The Port of Galilee is operated by DEM and is one of the largest working commercial fishing ports on the East Coast, providing fish, squid and lobster to both national and international markets. Home to over 240 commercial vessels, the Port includes 38 docks and piers and supports hundreds of small and medium-sized businesses, hundreds of jobs, and attracts thousands of tourists. Commerce includes fishing and related businesses, recreational charter and sightseeing boats, ferry service, restaurants, and a hotel.
March 13 public hearing on key recreational fishing issues
Recreational and commercial fishermen are urged to attend and express their thoughts on proposed amendments to a variety of management plans that regulate the length, catch limit and season of a variety of species.
The Marine Fisheries Division of the Rhode Island Department of Environment Management (DEM) will hold a public hearing on Wednesday, March 13, 2013, 6:00 p.m. in the URI Graduate School of Oceanography, Corless Auditorium, South Ferry Road, Narragansett, RI. Important changes to recreational and commercial fishing management plans will be on the agenda including plan amendments for recreational summer flounder; recreational and commercial tautog; recreational scup; recreational black sea bass; Narragansett Bay Atlantic Menhaden; and amendments to statutes and regulations pertaining to fish/shellfish dealer regulations in regard to the reporting of research set aside (RSA) landings.
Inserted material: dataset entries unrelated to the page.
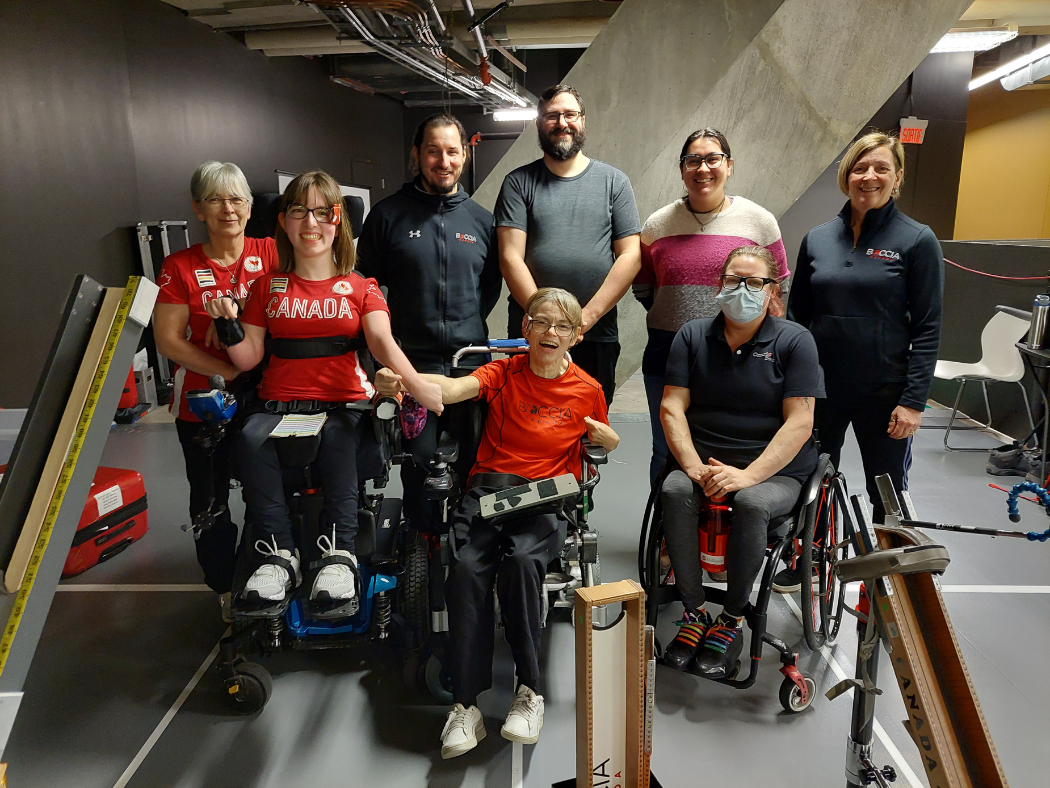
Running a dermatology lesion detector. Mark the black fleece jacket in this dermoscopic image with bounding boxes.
[357,179,503,375]
[788,200,944,411]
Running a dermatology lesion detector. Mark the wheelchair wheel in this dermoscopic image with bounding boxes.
[226,662,273,714]
[798,460,845,651]
[423,654,453,706]
[398,530,429,648]
[780,676,817,714]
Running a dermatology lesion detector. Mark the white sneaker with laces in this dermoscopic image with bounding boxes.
[500,684,543,744]
[310,528,357,601]
[441,703,485,759]
[244,537,302,602]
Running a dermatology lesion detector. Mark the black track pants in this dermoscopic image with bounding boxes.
[445,488,567,705]
[175,418,237,594]
[238,410,362,553]
[816,392,911,522]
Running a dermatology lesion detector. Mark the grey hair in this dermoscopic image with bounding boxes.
[190,162,252,205]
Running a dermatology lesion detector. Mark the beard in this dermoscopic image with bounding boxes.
[537,128,587,162]
[419,171,459,194]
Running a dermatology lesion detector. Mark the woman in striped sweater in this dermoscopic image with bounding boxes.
[634,128,789,482]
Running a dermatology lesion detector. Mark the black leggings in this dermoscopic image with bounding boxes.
[175,418,237,594]
[238,410,362,553]
[445,488,568,706]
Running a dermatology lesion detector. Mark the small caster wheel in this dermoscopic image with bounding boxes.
[424,654,453,706]
[226,662,273,714]
[780,676,817,714]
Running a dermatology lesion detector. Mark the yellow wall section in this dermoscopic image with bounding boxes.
[956,82,1050,241]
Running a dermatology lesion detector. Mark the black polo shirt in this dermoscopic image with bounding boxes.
[664,314,824,481]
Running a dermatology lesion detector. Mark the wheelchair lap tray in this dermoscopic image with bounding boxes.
[479,474,580,520]
[270,413,328,438]
[186,389,237,424]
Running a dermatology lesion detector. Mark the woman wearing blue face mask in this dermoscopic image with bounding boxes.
[660,246,824,678]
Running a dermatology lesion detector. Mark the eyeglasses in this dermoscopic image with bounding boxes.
[718,273,778,293]
[201,198,248,211]
[525,317,576,336]
[680,153,729,172]
[543,109,584,126]
[285,203,342,225]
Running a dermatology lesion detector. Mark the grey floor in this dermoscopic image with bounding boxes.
[4,407,1050,788]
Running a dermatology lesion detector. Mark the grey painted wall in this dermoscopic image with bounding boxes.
[0,0,404,408]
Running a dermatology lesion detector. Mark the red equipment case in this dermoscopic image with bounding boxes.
[62,466,149,577]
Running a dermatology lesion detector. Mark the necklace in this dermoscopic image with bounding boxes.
[681,194,729,232]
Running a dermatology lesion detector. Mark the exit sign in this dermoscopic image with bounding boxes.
[901,115,929,145]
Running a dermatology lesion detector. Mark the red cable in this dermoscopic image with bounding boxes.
[944,257,1047,282]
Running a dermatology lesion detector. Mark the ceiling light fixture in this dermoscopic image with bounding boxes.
[970,44,1050,90]
[492,107,537,121]
[929,29,1017,55]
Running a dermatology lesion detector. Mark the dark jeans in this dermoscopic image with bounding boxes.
[569,340,620,408]
[175,418,237,594]
[445,488,567,706]
[238,410,362,553]
[660,470,802,617]
[642,375,668,488]
[816,391,911,522]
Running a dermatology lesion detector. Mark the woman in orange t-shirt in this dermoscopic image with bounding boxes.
[376,288,620,758]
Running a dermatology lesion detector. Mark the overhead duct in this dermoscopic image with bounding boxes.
[306,0,536,109]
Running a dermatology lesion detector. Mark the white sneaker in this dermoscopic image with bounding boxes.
[500,684,543,744]
[310,528,357,601]
[441,703,485,759]
[244,539,302,602]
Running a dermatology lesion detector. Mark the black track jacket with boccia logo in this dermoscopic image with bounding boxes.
[788,200,944,411]
[357,179,503,375]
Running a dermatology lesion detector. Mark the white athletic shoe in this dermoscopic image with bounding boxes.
[441,703,485,759]
[500,684,543,744]
[244,539,302,602]
[310,528,357,600]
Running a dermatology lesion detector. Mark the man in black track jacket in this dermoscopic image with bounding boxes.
[357,113,503,531]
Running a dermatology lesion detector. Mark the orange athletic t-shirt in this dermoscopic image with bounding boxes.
[470,353,609,479]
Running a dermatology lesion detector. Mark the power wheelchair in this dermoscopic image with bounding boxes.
[187,377,404,714]
[638,454,845,713]
[395,339,608,704]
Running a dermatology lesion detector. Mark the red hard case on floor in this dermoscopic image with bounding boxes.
[62,466,149,577]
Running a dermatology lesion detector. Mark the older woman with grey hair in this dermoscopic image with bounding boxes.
[153,162,277,619]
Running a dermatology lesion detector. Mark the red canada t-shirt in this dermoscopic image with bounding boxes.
[240,271,390,402]
[156,237,277,421]
[470,353,609,479]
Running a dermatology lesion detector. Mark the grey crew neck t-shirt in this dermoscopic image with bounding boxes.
[496,159,642,343]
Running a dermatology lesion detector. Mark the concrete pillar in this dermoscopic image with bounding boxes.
[475,0,970,381]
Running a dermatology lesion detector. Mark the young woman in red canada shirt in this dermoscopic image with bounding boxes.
[208,171,441,601]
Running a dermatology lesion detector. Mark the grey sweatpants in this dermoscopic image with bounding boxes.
[660,470,802,616]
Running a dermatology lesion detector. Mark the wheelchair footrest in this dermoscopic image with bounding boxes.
[233,593,294,619]
[302,596,361,620]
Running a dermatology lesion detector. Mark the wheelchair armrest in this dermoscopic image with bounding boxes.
[580,435,609,465]
[434,432,459,464]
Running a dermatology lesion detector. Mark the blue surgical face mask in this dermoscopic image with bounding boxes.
[715,283,767,323]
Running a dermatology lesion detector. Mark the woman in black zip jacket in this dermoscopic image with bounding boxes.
[788,131,944,542]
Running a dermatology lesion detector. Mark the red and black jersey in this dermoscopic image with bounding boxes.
[156,237,277,421]
[240,271,390,402]
[470,353,609,479]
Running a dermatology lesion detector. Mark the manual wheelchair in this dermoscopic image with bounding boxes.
[638,454,846,713]
[187,378,404,714]
[395,339,608,704]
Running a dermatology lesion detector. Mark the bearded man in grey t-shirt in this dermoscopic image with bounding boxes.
[496,85,642,403]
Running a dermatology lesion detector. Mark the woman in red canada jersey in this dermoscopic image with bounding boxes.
[209,171,441,603]
[153,162,277,619]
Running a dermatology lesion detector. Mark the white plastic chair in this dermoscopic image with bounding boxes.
[933,311,1035,452]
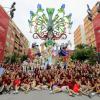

Visit DEM’s web site at www.dem.ri.gov for additional information.
Where’s the bite
Captain Andy Dangelo of the Seven B’s reported that the storm and rough seas over the past couple of weeks has kept the cod away and boats from sailing. However, Capt. Dangelo said Sunday, “The bite was slow all day, we went south of Block Island, to Cox’s Ledge and nothing. Then we stopped back close to the Island and the fish finder was showing a lot of bait, likely herring. We ended up landing some nice cod right at the end of the day.” Overall cod fishing has been spotty. The hope is that the seas and fishing stabilize a bit now and the season closes with a rally.